Rising Trend: Cybercriminals Seek Out Vulnerability with Small Businesses

  • More now than ever before, it is imperative for small businesses to project themselves from cyber-thieves, even if they have limited budgets.
  • “Small businesses feel like they’re immune from cybercrime, and they’re wrong,” says Larry Ponemon, chairman of the privacy think tank Ponemon Institute. “They are absolutely on the list of potential targets of cybercriminals.”
  • Research by Verizon’s forensic analysis unit reveals that of the 855 data breaches worldwide in 2011, 72 percent of those were done to companies with 100 or fewer employees (up from 63 percent in 2010). The small business is a very real target.

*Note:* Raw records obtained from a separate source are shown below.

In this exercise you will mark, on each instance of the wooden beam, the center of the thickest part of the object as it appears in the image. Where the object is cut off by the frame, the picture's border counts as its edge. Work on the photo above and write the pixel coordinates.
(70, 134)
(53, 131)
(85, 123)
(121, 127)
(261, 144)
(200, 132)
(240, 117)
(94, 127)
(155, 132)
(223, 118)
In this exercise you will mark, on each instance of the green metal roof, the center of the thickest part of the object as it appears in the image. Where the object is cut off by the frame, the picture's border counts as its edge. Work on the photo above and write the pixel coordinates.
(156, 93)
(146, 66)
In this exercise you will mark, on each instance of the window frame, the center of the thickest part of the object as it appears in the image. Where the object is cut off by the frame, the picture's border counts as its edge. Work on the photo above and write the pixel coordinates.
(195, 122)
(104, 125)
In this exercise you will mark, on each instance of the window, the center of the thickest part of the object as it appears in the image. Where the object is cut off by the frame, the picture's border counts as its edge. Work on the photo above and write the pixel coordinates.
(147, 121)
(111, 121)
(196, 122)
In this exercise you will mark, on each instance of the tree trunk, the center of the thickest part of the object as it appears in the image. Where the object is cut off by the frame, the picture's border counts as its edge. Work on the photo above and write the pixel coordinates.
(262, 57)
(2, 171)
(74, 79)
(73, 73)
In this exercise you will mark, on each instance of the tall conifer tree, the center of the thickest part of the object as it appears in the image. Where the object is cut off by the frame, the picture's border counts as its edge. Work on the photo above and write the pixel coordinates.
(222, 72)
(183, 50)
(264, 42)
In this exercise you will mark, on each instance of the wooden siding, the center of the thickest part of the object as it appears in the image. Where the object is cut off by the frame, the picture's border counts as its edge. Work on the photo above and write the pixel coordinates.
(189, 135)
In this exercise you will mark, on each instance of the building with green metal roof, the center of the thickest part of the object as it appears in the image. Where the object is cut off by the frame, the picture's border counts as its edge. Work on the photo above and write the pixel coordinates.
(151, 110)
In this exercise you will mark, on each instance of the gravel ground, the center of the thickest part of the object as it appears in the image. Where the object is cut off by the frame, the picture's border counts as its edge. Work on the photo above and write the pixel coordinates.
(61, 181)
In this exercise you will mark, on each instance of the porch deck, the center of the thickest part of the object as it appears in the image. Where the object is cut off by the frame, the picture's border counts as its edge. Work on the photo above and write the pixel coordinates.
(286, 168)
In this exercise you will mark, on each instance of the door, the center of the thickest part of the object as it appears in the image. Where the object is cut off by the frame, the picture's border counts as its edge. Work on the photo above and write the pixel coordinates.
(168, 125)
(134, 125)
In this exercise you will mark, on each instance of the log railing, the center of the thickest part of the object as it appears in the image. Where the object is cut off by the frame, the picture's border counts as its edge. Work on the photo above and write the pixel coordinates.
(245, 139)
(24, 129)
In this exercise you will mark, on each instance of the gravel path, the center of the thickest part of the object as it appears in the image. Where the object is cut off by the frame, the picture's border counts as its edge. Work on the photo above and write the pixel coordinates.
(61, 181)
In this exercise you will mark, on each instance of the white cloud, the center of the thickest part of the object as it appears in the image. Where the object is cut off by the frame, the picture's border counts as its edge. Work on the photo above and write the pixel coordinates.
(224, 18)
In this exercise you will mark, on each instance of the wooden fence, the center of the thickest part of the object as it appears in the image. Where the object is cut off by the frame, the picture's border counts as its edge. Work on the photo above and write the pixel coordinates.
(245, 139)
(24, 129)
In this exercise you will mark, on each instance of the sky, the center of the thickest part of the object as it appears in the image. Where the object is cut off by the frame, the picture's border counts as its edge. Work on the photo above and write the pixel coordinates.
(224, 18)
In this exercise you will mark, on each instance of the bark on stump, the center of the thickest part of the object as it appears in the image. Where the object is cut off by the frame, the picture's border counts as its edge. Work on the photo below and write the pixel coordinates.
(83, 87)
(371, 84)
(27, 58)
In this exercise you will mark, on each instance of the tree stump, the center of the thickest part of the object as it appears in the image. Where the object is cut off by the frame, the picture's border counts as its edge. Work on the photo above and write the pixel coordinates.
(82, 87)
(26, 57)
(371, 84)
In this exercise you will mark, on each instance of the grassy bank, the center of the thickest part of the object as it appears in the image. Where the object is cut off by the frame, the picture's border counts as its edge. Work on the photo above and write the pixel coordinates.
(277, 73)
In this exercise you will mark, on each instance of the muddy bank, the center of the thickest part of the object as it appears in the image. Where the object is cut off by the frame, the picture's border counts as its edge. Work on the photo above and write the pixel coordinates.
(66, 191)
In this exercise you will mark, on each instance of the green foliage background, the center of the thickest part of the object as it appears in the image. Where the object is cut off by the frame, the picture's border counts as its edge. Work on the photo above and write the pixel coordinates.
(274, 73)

  • “A survey last year of executives at 500 U.S. companies of varying sizes found that 76 percent had had a cybersecurity incident within the past 12 months resulting in the loss of money, data, intellectual property or the ability to conduct day-to-day business, according to the Computing Technology Industry Association, an information-technology industry trade group,” reports the Wall Street Journal.
  • In many such cases, courts find that banks aren’t responsible for the money lost in cybercrime cases, “which a business client’s computer systems were breached,” notes the article.
  • “Cybersecurity experts say small-business owners need to do more to protect their firms from high-tech thieves than rely on standard security products,” adds WSJ.